Morning star has a story about rise of passive investing which is an interesting use case of human as a hero vs. human as a hazard discussion. They conclude:

.. the growing use of passive investment vehicles reflects the times in which we live. With algorithms helping determine which online ads we’re exposed to each day and new metrics being invented all the time to aid in arenas as diverse as business, politics, and sports, perhaps it should come as no surprise that more people are willing to rely on an inexpensive, systematic, formula-based approach to investing rather than on the judgment and decision-making ability of a living, breathing fund manager.

The article also talks about the obvious next step – that the simple index tracking form of passive investing will be supplemented with smarter algorithms for those investment decisions.

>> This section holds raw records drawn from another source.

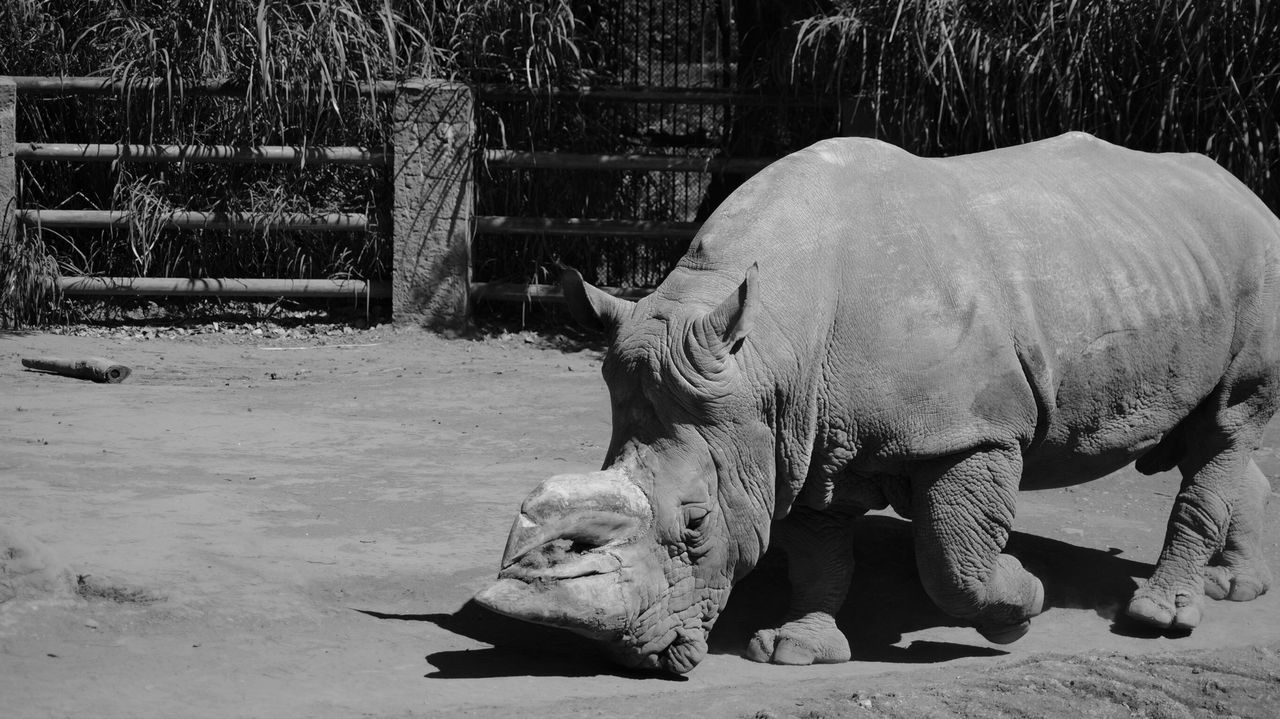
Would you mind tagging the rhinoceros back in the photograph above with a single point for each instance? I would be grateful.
(1072, 294)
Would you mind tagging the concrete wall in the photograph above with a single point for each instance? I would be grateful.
(432, 177)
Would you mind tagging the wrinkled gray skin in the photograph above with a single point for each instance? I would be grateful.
(859, 328)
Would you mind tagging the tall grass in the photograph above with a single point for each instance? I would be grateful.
(955, 76)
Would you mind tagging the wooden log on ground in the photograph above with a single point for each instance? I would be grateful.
(88, 369)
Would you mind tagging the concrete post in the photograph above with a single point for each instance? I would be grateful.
(8, 198)
(432, 175)
(8, 172)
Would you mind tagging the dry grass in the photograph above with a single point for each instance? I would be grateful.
(944, 77)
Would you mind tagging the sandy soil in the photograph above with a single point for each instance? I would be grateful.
(254, 527)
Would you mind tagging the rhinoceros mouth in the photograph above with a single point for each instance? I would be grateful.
(562, 559)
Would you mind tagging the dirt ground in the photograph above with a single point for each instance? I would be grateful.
(293, 527)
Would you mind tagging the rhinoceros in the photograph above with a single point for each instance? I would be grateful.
(859, 328)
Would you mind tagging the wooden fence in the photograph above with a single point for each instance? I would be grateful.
(429, 175)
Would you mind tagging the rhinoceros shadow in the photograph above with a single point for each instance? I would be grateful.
(886, 601)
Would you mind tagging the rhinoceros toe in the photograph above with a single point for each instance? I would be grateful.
(1178, 610)
(813, 639)
(1235, 582)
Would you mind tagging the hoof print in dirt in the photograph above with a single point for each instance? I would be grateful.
(27, 568)
(105, 589)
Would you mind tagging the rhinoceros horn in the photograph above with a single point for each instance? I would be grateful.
(566, 562)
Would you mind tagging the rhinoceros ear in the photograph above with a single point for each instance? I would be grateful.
(723, 329)
(593, 307)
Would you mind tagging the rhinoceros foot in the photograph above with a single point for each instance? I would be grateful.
(1178, 609)
(812, 639)
(1237, 581)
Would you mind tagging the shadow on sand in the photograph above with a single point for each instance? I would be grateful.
(886, 601)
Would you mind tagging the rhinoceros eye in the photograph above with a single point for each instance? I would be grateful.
(695, 516)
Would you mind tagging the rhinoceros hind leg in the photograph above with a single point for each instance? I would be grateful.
(1212, 543)
(819, 564)
(963, 512)
(1240, 571)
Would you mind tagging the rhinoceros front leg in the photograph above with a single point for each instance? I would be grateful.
(963, 512)
(819, 564)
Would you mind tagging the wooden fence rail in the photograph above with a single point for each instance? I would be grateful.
(261, 154)
(216, 287)
(45, 86)
(105, 219)
(579, 227)
(429, 166)
(429, 161)
(648, 163)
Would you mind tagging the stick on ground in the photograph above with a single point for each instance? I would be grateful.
(88, 369)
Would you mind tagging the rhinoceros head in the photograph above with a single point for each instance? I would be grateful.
(641, 554)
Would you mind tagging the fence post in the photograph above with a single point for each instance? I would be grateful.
(8, 172)
(432, 175)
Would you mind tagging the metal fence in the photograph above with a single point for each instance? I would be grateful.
(620, 174)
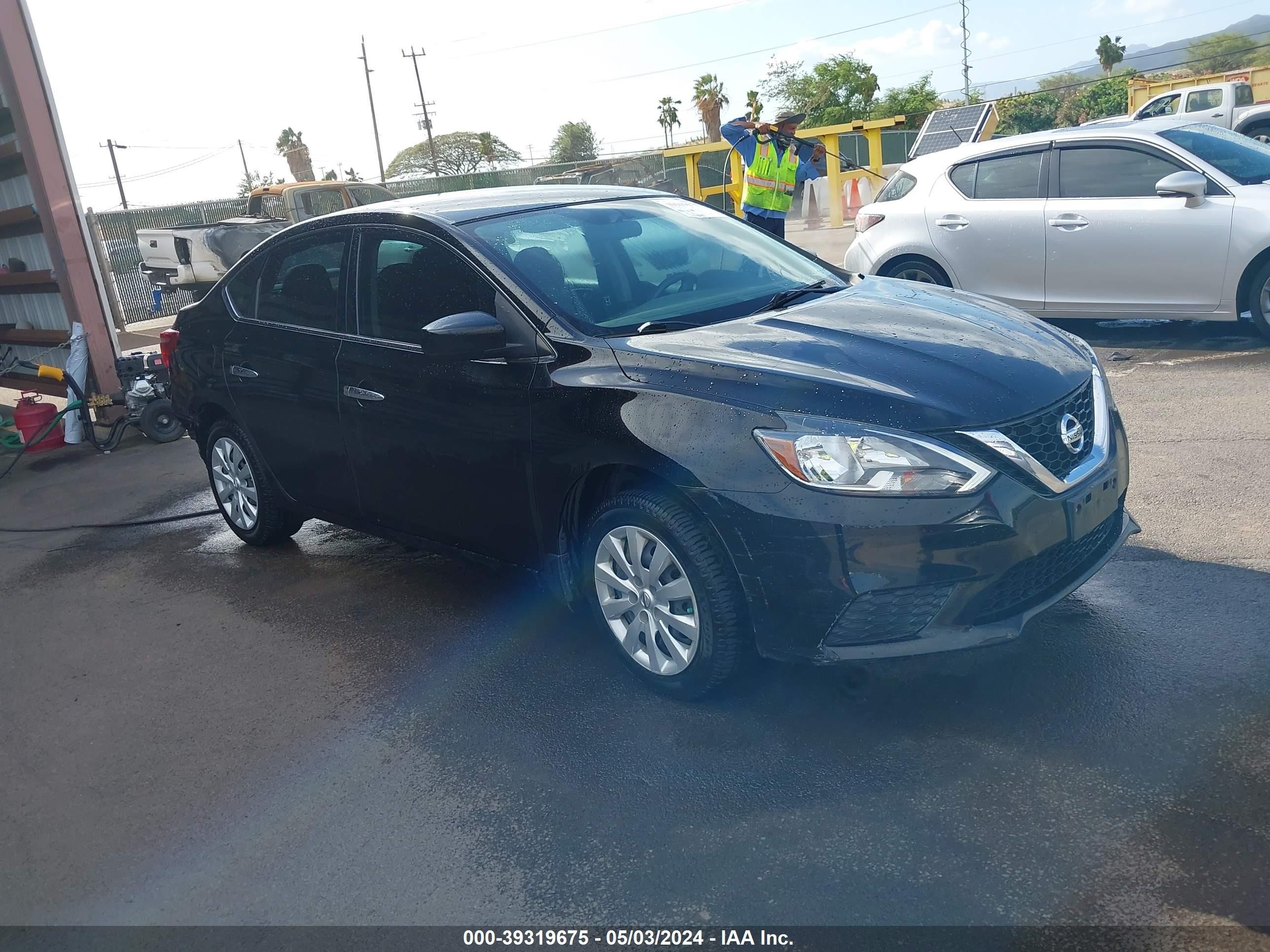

More recently, increasing attention has been paid to alternative indexing approaches–so-called smart beta–that are built around specific factors (stock price/earnings ratios, company performance, share-price volatility, to name a few). Some consider this a hybrid of indexing and active management styles.  

This seems to be a case where the human as a hazard point of view is winning and the design choice has been to upfront capture human insights in algorithms (as in smart beta approaches). Going back to the factors that influence the design choice, the factor that matters here is the most is the type of decision that is being influenced. Investment returns is not about managing extreme decisions but improving the average across several small decisions with well-established rules of good vs. bad decisions.


Humans and/or Algorithms

Walter Frick has written a great blog post about the issue of human and algorithm collaboration.  While it is a great philosophical question, I am interested in it from a systems thinking perspective.

The central question seems to be: Human as a hero (humans augment algorithms based judgment) or human as a hazard (humans provide inputs that will make better algorithms for automated decisions) in the decision-making context

With all the promise of Big data in business, I believe it is a key design choice for ‘smart’ systems that are being deployed to improve business decisions – what the next best product that the customer should be offered, which patients should be targeted for medication adherence intervention, or where to locate the manufacturing capacity for an efficient supply chain etc. The human as a hero vs. human as a hazard choice will define whether the smart systems are accepted, adopted and ultimately drive value.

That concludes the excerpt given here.